Veeleer zal de bevolking zich over de gehele zuidelijke helft van de banne Hoorn hebben
gevestigd langs weg en waterlozing, met dan een dichtere bewoning naar mate men zuidelijker kwam.
Dit alles in zeer bescheiden getallen gedacht, want in 1338 lezen wij: Hoorn 200 morgen 70
(weerbare) mannen 1).
Intussen heeft de zee niet opgehouden het land aan te vallen. Geleidelijk spoelden de vloeden
voorland weg en ondermijnden zij de technisch slecht gebouwde en verzorgde waterkeringen. Zo is
het ook met het land vooral rond de zuidwesthoek van Hoorn gegaan. Het daar gelegen voorland is
weggespoeld, de dijk doorbroken - waarschijnlijk meerdere malen - en het land bij gedeelten prijs
gegeven. Precies een overzicht te geven van het verloop van dit proces is niet mogelijk, maar dàt
het zo gegaan is, leert de historie van ons dijkwezen in het algemeen en die ter plaatse van Hoorn
inzonderheid overduidelijk. Velius deelt mede, dat de zeedijk van het West eertijds recht op
Schardam aanliep; dit aan de hand van een verklaring van Jan Rewaertsz uit 1411, houdende dat hij
dat traject meermalen had afgelegd. De oude dijkstal moet nog in 1592 in zee zijn gezien.
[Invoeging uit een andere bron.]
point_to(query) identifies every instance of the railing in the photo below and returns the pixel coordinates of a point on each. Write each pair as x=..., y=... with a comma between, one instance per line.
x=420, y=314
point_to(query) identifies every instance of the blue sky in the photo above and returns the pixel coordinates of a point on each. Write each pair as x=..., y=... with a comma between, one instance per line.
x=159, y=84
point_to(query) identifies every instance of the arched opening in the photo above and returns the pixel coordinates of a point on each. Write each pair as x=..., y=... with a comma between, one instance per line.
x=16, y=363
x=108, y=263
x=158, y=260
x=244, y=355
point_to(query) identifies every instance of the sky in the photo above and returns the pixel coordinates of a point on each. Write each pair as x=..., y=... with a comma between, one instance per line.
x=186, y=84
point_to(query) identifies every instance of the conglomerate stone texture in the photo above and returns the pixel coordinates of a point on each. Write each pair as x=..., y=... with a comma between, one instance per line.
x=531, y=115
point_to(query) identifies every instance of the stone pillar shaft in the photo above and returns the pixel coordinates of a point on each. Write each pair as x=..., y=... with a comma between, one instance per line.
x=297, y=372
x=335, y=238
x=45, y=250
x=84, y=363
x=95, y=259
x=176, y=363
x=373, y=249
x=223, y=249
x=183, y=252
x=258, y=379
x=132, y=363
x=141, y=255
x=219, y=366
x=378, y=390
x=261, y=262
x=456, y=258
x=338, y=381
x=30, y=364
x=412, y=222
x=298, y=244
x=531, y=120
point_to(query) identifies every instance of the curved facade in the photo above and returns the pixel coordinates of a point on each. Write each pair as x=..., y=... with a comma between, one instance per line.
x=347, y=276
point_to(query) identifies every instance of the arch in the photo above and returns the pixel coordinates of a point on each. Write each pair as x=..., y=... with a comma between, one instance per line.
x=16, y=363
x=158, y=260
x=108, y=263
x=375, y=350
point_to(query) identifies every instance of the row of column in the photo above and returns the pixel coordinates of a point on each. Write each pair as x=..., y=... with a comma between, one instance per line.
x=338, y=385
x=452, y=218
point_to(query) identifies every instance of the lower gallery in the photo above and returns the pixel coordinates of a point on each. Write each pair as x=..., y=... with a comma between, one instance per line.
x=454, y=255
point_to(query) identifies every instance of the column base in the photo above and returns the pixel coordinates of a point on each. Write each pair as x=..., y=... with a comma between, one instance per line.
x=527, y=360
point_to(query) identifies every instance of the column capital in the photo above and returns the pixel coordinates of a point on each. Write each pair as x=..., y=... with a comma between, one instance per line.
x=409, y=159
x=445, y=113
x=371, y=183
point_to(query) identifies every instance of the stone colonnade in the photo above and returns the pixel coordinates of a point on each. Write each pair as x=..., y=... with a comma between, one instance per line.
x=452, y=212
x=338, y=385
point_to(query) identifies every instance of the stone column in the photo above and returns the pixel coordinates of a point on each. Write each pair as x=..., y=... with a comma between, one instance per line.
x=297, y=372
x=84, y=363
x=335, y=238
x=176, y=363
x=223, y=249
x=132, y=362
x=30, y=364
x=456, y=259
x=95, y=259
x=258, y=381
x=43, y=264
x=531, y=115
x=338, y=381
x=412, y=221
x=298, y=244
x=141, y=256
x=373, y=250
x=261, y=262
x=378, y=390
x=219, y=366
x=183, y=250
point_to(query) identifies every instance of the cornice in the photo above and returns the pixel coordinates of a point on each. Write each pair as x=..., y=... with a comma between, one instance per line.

Even
daarna vervolgt hij: "Maer door het menigvuldig inbreken was hij in desen tijd al een groot stuk
ingelegd en t selve is daer na noch al meer en meer geschied totdat hij gebracht is op den voet
daer hij tegenwoordelijk is leggende 2). Dit doet de gedachte aan de hand, dat niet
alleen het West, maar ook de Proostensteeg een stuk van een dijk is. Deze loopt recht op de
Galghoek aan.
De Hoornse inlaag schijnt gemaakt te zijn bij de eerste regeling van het dijkwezen door de heren
van West-Friesland. Immers, sinds de onderwerping van ons gewest door de graven van Holland mocht
er zonder verlof van deze heren niet gedijkt worden. Wij bezitten hiervoor meerdere bewijzen. Zo
werd in 1333 verlof verleend voor een inlaag bij Medemblik. In 1391 stond Albrecht van Beyeren
allen, die geland waren in het uitgeworpen land onder Scaerwoud toe, een nieuwe dijk te
maken 3). In geen enkel stuk is tot nu toe een aanwijzing gevonden, dat Hoorn een
inlaag heeft mogen maken. Vandaar ons vermoeden, dat deze dateert van omstreeks 1289.
Voor de verbinding met het buitengedijkte land moet er in de inlaag wel een sluis met overtoom zijn
gemaakt. Dit is dan de overtoom, waarvan in Velius' tijd nog "een grond en sekere overblijfselen"
zijn aangetroffen.
1) In die tijd telde Enkhuizen er 160 en Medemblik 225.
2) Velius, a.w. p. 22.
3) Hoorn, St. Arch. Inv. Gonnet. R. nr 61.